Edits per PR review

kbatuigas · kbatuigas · commit 4745b22dc17b · 2024-12-02T11:01:18.000-05:00
diff --git a/modules/manage/pages/topic-iceberg-integration.adoc b/modules/manage/pages/topic-iceberg-integration.adoc
@@ -5,7 +5,7 @@
 :page-beta: true
 
 
-The Apache Iceberg integration for Redpanda allows you to store topic data in the cloud in the Iceberg open table format. This makes your streaming data immediately available for analytical systems, such as data warehouses like RedShift, Snowflake, and Clickhouse, and big data processing platforms, such as Apache Spark and Flink, without setting up and maintaining additional ETL pipelines. 

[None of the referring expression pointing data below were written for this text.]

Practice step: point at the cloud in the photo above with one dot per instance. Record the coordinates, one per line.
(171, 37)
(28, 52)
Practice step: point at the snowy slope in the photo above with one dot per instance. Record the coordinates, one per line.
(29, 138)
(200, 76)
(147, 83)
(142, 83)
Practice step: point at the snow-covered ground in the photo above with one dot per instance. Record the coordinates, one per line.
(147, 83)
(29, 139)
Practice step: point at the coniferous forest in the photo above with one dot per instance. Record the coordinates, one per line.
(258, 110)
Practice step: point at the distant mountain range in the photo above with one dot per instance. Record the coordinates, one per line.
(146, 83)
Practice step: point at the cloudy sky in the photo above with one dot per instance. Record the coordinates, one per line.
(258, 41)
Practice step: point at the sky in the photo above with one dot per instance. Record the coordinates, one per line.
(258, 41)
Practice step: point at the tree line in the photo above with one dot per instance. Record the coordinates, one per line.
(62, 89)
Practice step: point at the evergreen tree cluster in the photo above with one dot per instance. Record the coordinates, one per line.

+The Apache Iceberg integration for Redpanda allows you to store topic data in the cloud in the Iceberg open table format. This makes your streaming data immediately available in downstream analytical systems, including data warehouses like Snowflake, Databricks, Clickhouse, and Redshift, without setting up and maintaining additional ETL pipelines. You can also integrate your data directly into commonly-used big data processing frameworks, such as Apache Spark and Flink, standardizing and simplifying the consumption of streams as tables in a wide variety of data analytics pipelines.
 
 The Iceberg integration uses xref:manage:tiered-storage.adoc[Tiered Storage]. When a cluster or topic has Tiered Storage enabled, Redpanda stores the Iceberg files in the configured Tiered Storage bucket or container.  
 
@@ -27,7 +27,7 @@ rpk cluster license info
 
 == Limitations
 
-* It is not possible to append data from Redpanda topics to an existing Iceberg table.

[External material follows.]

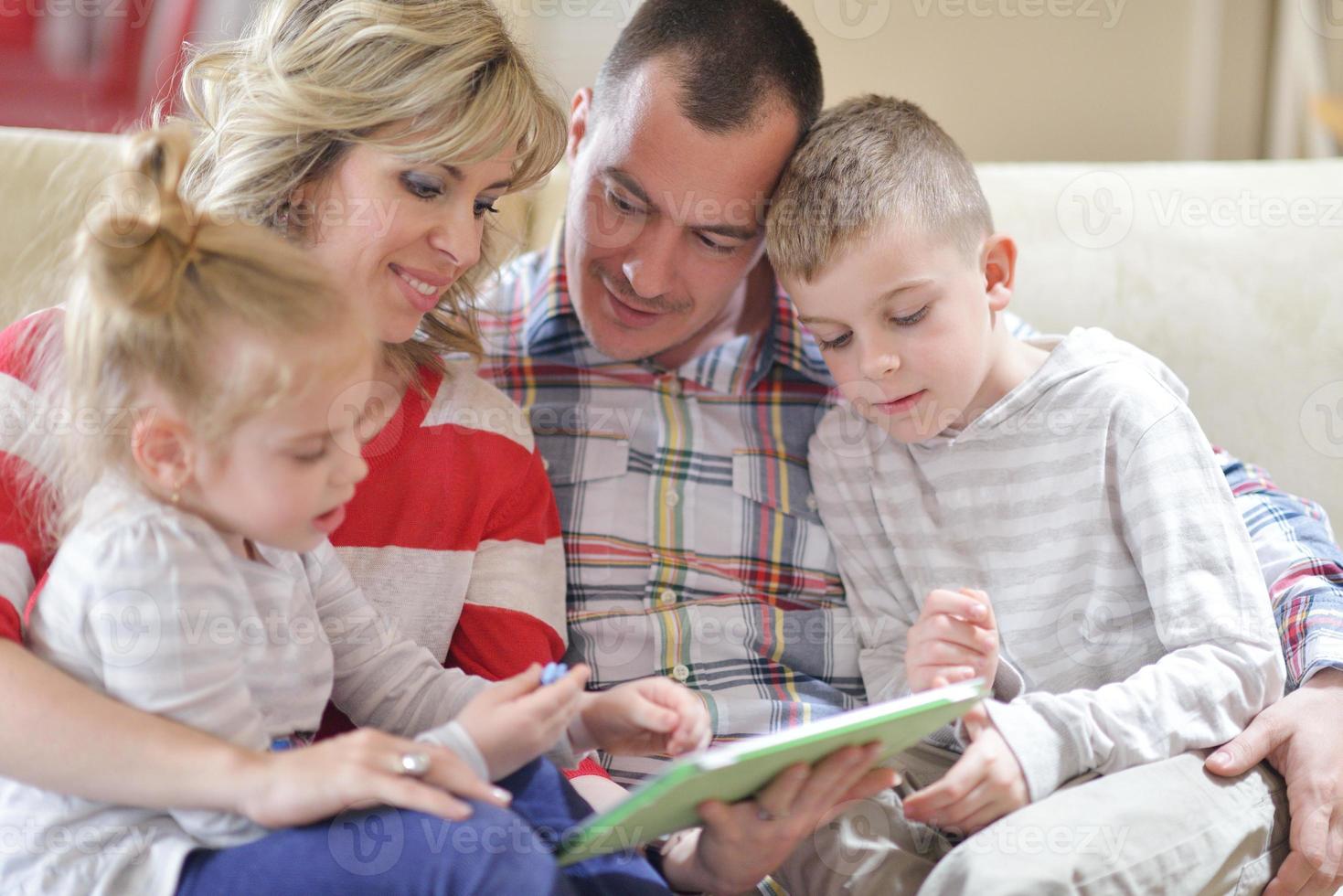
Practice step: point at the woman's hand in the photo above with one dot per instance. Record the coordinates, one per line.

+* It is not possible to append topic data to an existing Iceberg table that is not created by Redpanda.
 * If you enable the Iceberg integration on an existing Redpanda topic, Redpanda does not backfill the generated Iceberg table with topic data.
 * JSON schemas are not currently supported. If the topic data is in JSON, use the `key_value` mode to store the JSON in Iceberg, which then can be parsed by most query engines.
 * If you are using Avro or Protobuf data, you must use the Schema Registry wire format, where producers include the magic byte and schema ID in the message payload header. See also: xref:manage:schema-reg/schema-id-validation.adoc[] and the https://www.redpanda.com/blog/schema-registry-kafka-streaming#how-does-serialization-work-with-schema-registry-in-kafka[Understanding Apache Kafka Schema Registry^] blog post.
@@ -61,7 +61,7 @@ When you enable the Iceberg integration for a Redpanda topic, Redpanda brokers s
 
 To create an Iceberg table for a Redpanda topic, you must set the cluster configuration property `iceberg_enabled` to `true`, and also configure the topic property `redpanda.iceberg.mode`. You can choose to provide a schema if you need the Iceberg table to be structured with defined columns.
 
-. Set the `iceberg_enabled` configuration option on your cluster to `true`. 
+. Set the `iceberg_enabled` configuration option on your cluster to `true`. You must restart your cluster if you change this configuration for a running cluster. 
 +
 [,bash]
 ----
@@ -264,14 +264,16 @@ Protobuf::
 
 == Set up catalog integration
 
-You can configure the Iceberg integration to either create a file in the same object storage bucket or container to serve as the catalog, or connect to a REST-based catalog. 
+You can configure the Iceberg integration to either store the metadata in https://iceberg.apache.org/javadoc/1.5.0/org/apache/iceberg/hadoop/HadoopCatalog.html[HadoopCatalog^] format in the same object storage bucket or container, or connect to a REST-based catalog. 
 
 Set the cluster configuration property `iceberg_catalog_type` with one of the following values:
 
 * `rest`: Connect to and update an Iceberg catalog using a REST API. See the https://github.com/apache/iceberg/blob/main/open-api/rest-catalog-open-api.yaml[Iceberg REST Catalog API specification].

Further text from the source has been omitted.